For a time, Atari.com displayed a new offer. Star Trek Online’s price was dropped by 10 dollars, and it came with an additional 60 days of playtime, adding to the 30 days you’d normally get, for a full quarter of a year of playtime.
It was an excellent idea, in my opinion. 90 days would give Cryptic long enough to prove that they intend to do great things with STO. It would have let folks like myself pop in from time to time to see if things had improved. Unfortunately, this great deal was only for people who had not bought the game yet. As many pointed out, it punished anyone who pre-ordered, or bought the game at launch.
You don’t do that. You don’t punish loyalty. Certainly not if you want that loyalty to continue.
After the storm of annoyed players hit, Cryptic quickly realised their mistake, and the deal was pulled from Atari.com. Apparently anyone who signed up for the awesome new deal will now not be receiving the additional 60 days they were promised.
You don’t do that either. You don’t unilaterally change the conditions of a contract after it is signed.
There is only one honourable way to deal with this problem. 60 days should be given to every account, whether it signed up under the short-lived new deal, or one of the older deals. That is the only way you don’t either breach a contract, or anger your existing players. Aye, it’d be an expensive proposition, but they should have thought about that before offering it to new players.

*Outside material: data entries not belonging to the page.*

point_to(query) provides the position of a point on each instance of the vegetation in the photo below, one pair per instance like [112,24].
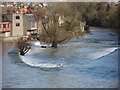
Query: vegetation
[100,14]
[23,46]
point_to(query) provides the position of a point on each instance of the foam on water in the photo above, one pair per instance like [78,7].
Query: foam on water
[103,53]
[41,65]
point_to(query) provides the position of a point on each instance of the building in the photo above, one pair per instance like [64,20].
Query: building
[5,29]
[22,10]
[20,24]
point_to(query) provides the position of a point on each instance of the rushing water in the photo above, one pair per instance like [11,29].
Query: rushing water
[88,62]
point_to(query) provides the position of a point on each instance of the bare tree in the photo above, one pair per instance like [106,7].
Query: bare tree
[23,46]
[63,24]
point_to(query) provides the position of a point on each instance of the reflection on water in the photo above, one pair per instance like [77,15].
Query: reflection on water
[74,64]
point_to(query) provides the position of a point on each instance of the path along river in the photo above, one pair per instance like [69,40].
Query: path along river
[89,62]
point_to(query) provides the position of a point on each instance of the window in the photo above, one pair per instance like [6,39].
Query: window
[4,25]
[17,24]
[17,17]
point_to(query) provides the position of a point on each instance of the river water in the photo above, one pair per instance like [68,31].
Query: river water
[89,62]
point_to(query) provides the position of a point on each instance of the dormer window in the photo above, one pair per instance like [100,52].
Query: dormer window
[17,24]
[17,17]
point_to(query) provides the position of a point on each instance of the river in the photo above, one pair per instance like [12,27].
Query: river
[89,62]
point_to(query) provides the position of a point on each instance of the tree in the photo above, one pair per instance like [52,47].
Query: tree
[56,32]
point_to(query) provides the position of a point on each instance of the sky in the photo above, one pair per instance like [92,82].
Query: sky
[59,0]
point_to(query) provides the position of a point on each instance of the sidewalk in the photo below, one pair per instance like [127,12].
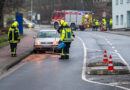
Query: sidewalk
[24,48]
[126,33]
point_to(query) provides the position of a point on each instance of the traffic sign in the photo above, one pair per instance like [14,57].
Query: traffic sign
[38,17]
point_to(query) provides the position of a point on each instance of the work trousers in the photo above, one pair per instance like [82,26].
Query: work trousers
[65,51]
[13,47]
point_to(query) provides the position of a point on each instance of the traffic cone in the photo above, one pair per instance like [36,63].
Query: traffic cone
[110,64]
[105,59]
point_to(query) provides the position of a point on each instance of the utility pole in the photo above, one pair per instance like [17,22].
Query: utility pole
[82,1]
[31,9]
[53,5]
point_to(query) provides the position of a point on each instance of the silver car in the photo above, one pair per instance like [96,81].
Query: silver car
[46,40]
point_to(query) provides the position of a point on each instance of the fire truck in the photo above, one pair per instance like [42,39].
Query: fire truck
[76,19]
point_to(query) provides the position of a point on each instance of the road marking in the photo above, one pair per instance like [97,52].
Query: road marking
[113,47]
[11,70]
[120,56]
[116,51]
[84,69]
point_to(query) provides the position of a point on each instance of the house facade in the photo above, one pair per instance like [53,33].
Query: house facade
[121,14]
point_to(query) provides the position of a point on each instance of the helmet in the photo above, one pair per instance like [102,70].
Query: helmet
[61,22]
[15,24]
[65,24]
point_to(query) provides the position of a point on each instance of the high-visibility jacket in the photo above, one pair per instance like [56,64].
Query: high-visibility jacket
[110,22]
[66,35]
[60,29]
[96,23]
[13,35]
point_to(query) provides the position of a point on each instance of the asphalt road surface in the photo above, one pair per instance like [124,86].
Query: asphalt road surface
[49,73]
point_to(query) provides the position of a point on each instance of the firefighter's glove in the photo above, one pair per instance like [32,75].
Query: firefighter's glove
[60,41]
[74,36]
[18,40]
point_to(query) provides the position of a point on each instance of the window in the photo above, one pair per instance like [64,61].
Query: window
[117,2]
[117,20]
[122,19]
[121,1]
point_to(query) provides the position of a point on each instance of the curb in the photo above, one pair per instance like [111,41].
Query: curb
[118,33]
[15,61]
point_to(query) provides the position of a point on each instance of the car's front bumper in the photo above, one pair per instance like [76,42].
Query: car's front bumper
[45,47]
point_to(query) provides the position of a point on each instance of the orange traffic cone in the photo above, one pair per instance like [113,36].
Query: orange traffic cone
[110,64]
[105,59]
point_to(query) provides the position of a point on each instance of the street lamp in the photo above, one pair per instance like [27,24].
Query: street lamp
[31,9]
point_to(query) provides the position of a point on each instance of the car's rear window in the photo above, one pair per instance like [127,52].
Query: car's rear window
[48,34]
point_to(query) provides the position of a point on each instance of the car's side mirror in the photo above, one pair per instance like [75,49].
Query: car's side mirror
[34,37]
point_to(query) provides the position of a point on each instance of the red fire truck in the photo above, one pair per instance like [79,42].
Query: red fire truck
[76,19]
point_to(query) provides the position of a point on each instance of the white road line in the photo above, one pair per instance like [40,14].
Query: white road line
[11,70]
[120,56]
[113,47]
[116,51]
[84,69]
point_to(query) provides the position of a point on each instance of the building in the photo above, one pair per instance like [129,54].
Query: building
[121,14]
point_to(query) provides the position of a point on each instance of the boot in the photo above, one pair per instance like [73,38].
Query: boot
[66,57]
[62,57]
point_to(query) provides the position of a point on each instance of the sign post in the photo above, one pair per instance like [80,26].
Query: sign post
[19,19]
[38,18]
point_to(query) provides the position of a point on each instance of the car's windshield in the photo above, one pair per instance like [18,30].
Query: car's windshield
[28,22]
[48,34]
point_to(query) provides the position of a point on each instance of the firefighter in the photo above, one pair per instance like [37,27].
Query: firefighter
[104,23]
[94,25]
[97,24]
[66,37]
[61,27]
[14,38]
[110,24]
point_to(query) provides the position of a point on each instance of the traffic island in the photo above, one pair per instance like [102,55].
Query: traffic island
[95,64]
[106,72]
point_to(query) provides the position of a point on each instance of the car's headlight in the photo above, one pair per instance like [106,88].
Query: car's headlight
[37,43]
[55,43]
[29,25]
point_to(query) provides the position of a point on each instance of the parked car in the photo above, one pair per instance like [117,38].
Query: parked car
[46,40]
[28,24]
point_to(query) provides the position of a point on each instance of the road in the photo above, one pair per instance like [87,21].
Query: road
[50,73]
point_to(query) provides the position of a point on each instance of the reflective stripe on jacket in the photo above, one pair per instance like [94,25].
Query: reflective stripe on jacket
[66,35]
[13,35]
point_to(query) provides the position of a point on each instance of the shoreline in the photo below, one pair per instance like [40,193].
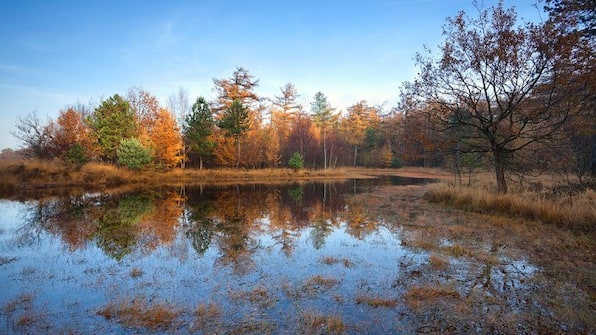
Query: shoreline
[35,179]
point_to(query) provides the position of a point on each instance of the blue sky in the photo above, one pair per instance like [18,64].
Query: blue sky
[56,53]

It is clear that such a deal would not be put on the table unless Cryptic, or Atari, were seeing poor retention. A month ago, they were charging 300 dollars (on top of box price) for a lifetime membership. Now they’re willing to throw in 90 days with the box. The number of people, myself included, who have decided not to subscribe is obviously sending ripples of panic through the accounts department. When you throw your own game into the bargain bin within the first month, it is an admission that all is not proceeding according to plan.
Was the new deal the work of Cryptic, or their publisher, Atari?
Later, this pseudo-apology was posted on the Star Trek Online forums:
First, we respect the time, energy and passion the community has put into their opinions regarding the promotion that ran this weekend on Atari.com, offering 60-days of free play.
Like many companies, we are actively trying to sell games we are very proud of in an extremely competitive marketplace and we are always testing new ways to get more people using our products. The weekend promotion at Atari.com was one of those experiments. In the case of a game like Star Trek, we believe a larger number of players is a benefit to the entire community.
We will continue to look at the best ways to add new users to our game in a competitive marketplace while keeping our current players happy. Your feedback – good, bad and ugly – is extremely helpful and appreciated.
We won’t always get it right, but we’re always trying to do the right thing by you.
We do apologize and we appreciate your patience as we continue to do our best to make Star Trek Online the best game possible.